An Oasis of Peace
Wednesday, June 13, 2012 at 9:48AM
Elena Taurke in Community, Healing, Interconnection, Outsider, People of Color, PsychoZen Meets Life, Racism, Violence

Wahat al-Salam Neve ShalomWahat al-Salam in Arabic. Neve Shalom in Hebrew.   Oasis of Peace.  The name evokes both longing and sadness. Just an oasis?   In a human desert of outright wars and subtle destructions of the spirit, there is a place where people from opposing sides of what is arguably the most difficult conflict on earth choose to live in peace.

I wanted to visit this place because I am a very jaded psychologist--an optimist disappointed with the failure of ideals to manifest 'on the ground' as some like to say.  Well, actually, I  like to say it.   I say it often because I have noticed again and again how ideals and so-called transcendent aspirations are doomed to fall to the ground. To the lowest common denominator. To the basest conflict. Doomed to collapse under the weight of human nature as it is.  I've worked in hospitals with an ideal of holistic healing where the suffering of patients was virtually ignored; I've attempted to train medical residents in psychosocial skills even while their mentors dismissed the residents' most basic needs; I've seen spiritual groups fall apart because no one wanted to acknowledge conflict.

So I went to Neve Shalom against the protests of my Israeli family with an eyeroll ready to launch.   It is an idyllic setting, with beautiful gardens and sculptures, and the children--Palestinians and Jews, play freely together.  Their espoused philosophy is that each person has responsibility for conflict.   Rather than blame the enemy, they look to their own words and actions as the source of change.  Sounds good, right?   Such a philosophy is in perfect harmony with the essence of psychotherapy and also Zen.  We take the "backwards step" (Dogen); we do not elevate ourselves.  

Naturally I started digging for dirt.  Finally I found a person who spoke honestly with me: Rayek Rizek, former mayor of Wahat al-Salam, was working in the gift shop.   How does this work on the ground? I asked insistently. What happens when people disagree? when their emotions are stirred up? when their fixed beliefs get triggered? when their beliefs obscure their view of each other?

Rayek's answer was simple but profound.  We don't try to eliminate disagreements, he told me. What is important is understanding that there is as much disagreement within each group as between groups (a delightful statistical nibble!). "After all," he said, "we have joined this community in order to find the way together in spite of the conflict and with no preconditions, except to accept each other's equal rights in this land."  No preconditions.   Agreement is not expected.  In fact, Rayek was open and forthcoming about the plentiful disagreements.   And this was what settled me down, retracted the eye roll, allowed me to be open and hopeful.   Some criticize the community at Wahat al-Salam / Neve-Shalom because they don't appear to offer solutions.   But this focus on simply existing together is what makes me respect it as a model of process. Harmony does not arise out of suppression.  Peace is not the result of a good deal.  Humans cannot evolve if they do not accept and work with their differences, full out.   Only through intimate encounters with our 'enemies' can we forge the deep transformation that is essential to saving the universe in time.

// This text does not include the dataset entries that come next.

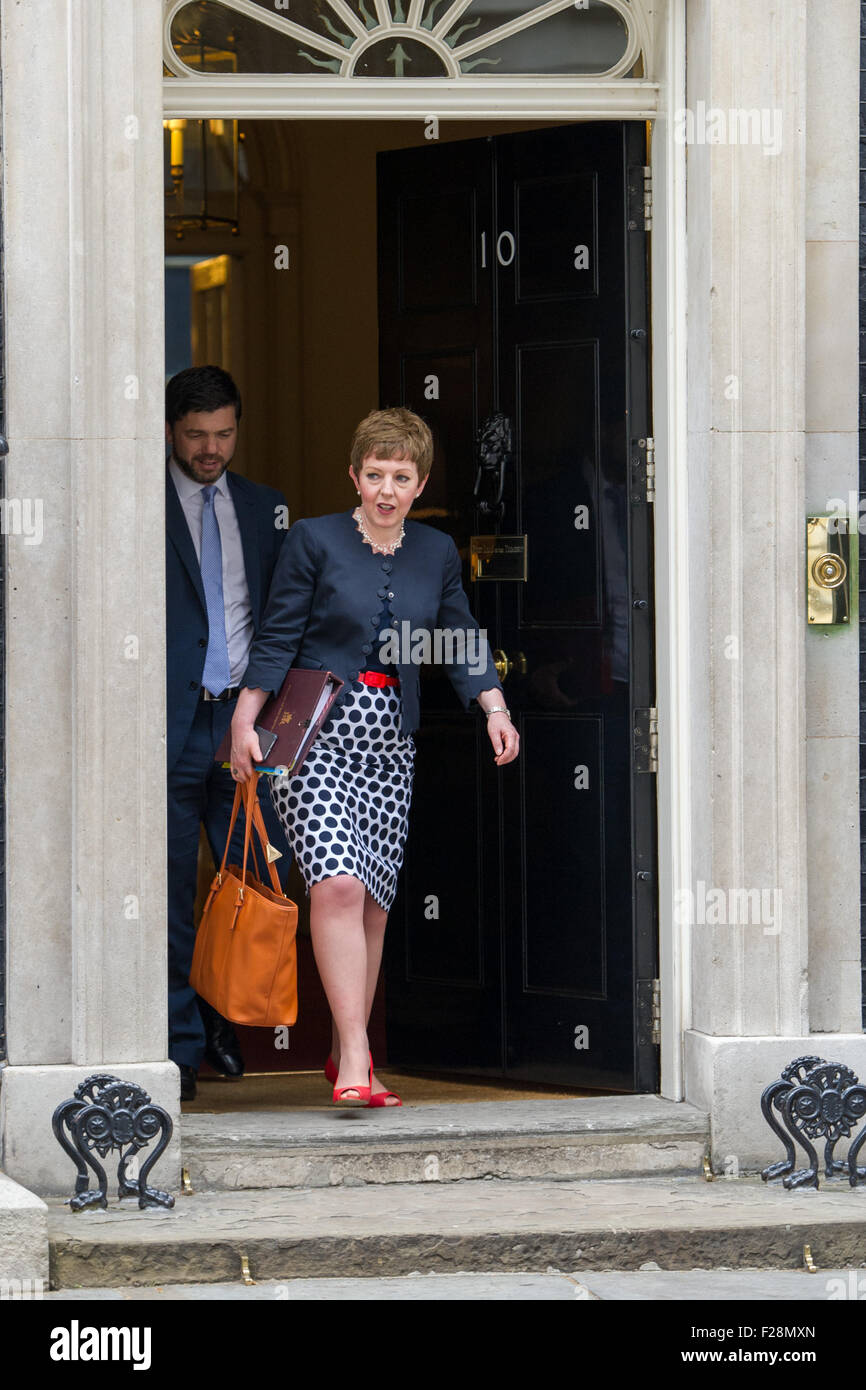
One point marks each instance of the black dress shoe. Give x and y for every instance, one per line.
x=221, y=1048
x=188, y=1082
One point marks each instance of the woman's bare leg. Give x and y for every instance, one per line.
x=376, y=920
x=339, y=945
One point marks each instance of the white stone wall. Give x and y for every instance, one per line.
x=85, y=658
x=773, y=413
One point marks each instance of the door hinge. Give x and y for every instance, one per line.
x=644, y=470
x=649, y=1012
x=651, y=470
x=640, y=198
x=647, y=740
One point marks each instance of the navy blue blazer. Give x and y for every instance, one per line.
x=185, y=606
x=325, y=602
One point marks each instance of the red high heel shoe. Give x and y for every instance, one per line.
x=362, y=1096
x=378, y=1101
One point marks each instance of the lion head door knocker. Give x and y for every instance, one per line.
x=107, y=1114
x=816, y=1100
x=494, y=453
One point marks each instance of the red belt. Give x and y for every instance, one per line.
x=377, y=679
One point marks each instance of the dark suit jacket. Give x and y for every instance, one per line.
x=327, y=598
x=186, y=610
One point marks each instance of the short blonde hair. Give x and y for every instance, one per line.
x=398, y=432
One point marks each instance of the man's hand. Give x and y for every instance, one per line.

The next day.  The beach in Tel Aviv.  Sun, wind, waves and people playing.   We've rented our chairs and settled in.  Suddenly a young man approaches with a small bag and seems to ask if he can put it under our chair.  We don't speak Hebrew, feel flustered, don't quite understand the request so we nod.   He runs into the waves.   I panic:  What if it's a bomb?  A moment later, the woman to my left says "Why did you do that? What if it's a bomb?" "He had an accent," she explains.  "He's an Arab; it's true that it's hard for them because there is no place to put their stuff--the police will confiscate it if they are Arab, but you just don't know.   Why be kind?" and then "Where are you from?"  Not wanting to be considered naive, I reply that I'm from New York, and then wonder what to do now that we've agreed to be the hosts of his bomb.  She suggests we stay near the water away from the bag.  Later she moves her things to another location, as does the gentleman to our right.  We watch the 'Arab' play in the waves, caught in our foolishness.  I don't want to be naive nor do I want to offend this young man who seems to be having a sweet time in the water.

Time passed.  Nothing happened.  We survived.

Peace on the ground.   I hope the young man had a nice time at the beach.